TheTraveller said:
And did you end it with her due to the sympathy leverage or something else?
Since you're interested...I learned a LOT from dating this girl BTW...
I ended it with her because every time we had sex, she would start crying because we weren't in a "committed relationship", and I got tired of talking her down from that crap. It got to the point where I couldn't even get hard f*cking her because I knew what was coming afterward.
So yeah, she was trying to use both sympathy-leverage and sexual leverage to force me to commit to her.
I mean, I saw the red-flags a mile away...parents went through a messy divorce where one would play her against the other, on an antidepressant ****tail, string of bad/abusive relationships.
I kept her on, though, for a lot of reasons. 1) She was fun to go out with for random crap and often introduced me to cultural aspects of my life that I hadn't touched on before. 2) She seemed to be strong-willed and I thought that maybe she was on the verge of "breaking through", of being a survivor rather than a victim. 3) She wasn't up my arse constantly, and I was dating 2-3 other girls at the time, so she wasn't imposing an undue burden on my lifestyle.
But I kept her at arm's-length because the more I saw her, the more I saw "the cracks" in her persona, the sneaky tricks she pulled to try to suck me in, the way she was trying to make me "the bad guy" to conform to her previous relationship pattern and the way she was trying to sexually manipulate me.
The FM was just another weapon in this arsenal...although rarely, she would use it as a "pity-party"...the ol' "I give so much and I need someone to take care of ME occasionally!".
Eventually, she tried to pull a "power-play" with me...she came right out and said, "I can't keep having sex with someone I'm not in a committed relationship with...it hurts too much emotionally". Apparently she expected me to go chumpwise and commit to keep getting the p00n.
I went the other way..."I like hanging out with you, but I dont' want to hurt you...so let's just date for a while without having sex and see how it goes."

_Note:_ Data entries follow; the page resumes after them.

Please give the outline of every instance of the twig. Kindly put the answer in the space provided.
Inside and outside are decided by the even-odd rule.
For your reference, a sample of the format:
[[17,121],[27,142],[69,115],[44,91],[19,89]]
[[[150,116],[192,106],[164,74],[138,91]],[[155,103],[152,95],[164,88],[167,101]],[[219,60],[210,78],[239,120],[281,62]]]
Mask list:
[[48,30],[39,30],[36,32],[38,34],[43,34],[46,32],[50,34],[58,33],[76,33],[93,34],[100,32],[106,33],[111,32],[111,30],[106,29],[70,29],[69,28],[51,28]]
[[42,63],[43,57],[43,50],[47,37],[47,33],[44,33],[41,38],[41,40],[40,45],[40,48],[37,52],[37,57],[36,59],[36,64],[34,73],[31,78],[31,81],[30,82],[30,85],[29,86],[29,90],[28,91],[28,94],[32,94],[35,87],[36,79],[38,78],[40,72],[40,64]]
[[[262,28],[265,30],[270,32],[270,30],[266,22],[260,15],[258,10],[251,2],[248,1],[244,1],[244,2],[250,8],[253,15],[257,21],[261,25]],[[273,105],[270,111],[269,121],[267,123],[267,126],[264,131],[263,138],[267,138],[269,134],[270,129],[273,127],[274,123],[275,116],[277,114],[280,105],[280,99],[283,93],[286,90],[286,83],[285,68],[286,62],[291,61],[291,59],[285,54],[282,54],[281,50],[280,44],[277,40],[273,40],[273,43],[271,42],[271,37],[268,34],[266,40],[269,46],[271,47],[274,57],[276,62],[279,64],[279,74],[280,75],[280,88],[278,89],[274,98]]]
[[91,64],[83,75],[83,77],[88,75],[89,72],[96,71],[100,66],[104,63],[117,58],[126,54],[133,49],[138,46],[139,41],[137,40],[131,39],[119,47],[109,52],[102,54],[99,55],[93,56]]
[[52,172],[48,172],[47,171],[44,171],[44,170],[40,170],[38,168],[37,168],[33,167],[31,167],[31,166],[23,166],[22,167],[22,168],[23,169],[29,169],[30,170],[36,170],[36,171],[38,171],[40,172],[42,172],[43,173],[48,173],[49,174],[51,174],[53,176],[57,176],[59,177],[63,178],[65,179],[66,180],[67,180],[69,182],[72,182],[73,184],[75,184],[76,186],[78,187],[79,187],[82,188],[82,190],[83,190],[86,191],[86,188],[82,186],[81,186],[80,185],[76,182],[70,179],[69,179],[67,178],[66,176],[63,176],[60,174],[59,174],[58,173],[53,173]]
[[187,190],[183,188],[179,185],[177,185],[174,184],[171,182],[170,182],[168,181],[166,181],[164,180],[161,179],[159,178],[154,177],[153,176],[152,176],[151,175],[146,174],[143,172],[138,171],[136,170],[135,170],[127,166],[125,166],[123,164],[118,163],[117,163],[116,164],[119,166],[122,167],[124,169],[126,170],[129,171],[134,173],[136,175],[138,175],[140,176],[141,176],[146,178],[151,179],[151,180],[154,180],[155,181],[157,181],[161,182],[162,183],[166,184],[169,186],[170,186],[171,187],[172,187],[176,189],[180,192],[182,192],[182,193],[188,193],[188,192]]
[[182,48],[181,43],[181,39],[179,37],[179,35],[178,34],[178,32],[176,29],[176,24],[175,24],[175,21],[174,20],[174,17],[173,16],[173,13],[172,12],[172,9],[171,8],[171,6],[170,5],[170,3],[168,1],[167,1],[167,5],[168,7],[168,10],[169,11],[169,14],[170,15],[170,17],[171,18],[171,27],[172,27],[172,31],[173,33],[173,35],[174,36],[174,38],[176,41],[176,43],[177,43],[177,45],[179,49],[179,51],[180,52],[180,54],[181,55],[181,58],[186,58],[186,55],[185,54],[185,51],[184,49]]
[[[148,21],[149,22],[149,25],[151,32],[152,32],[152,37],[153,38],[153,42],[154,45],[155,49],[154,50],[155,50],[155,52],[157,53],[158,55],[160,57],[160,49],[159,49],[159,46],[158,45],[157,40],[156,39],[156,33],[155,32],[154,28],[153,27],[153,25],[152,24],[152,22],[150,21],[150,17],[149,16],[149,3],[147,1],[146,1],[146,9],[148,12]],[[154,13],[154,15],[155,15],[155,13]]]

That effectively ended the relationship.
That one suggestion stripped her of any remaining power she THOUGHT she had over me.
Lesson: don't try to fight women on their level. Rise above it...and let them either rise to meet you or fall back down on their own merit.
But back on topic...the disease isn't a problem in itself. The problem will be how SHE handles it, whether it affects how you relate to her, and whether she tries to use it to "play victim" and manipulate people, or whether she is committed to fighting it and making the best of it.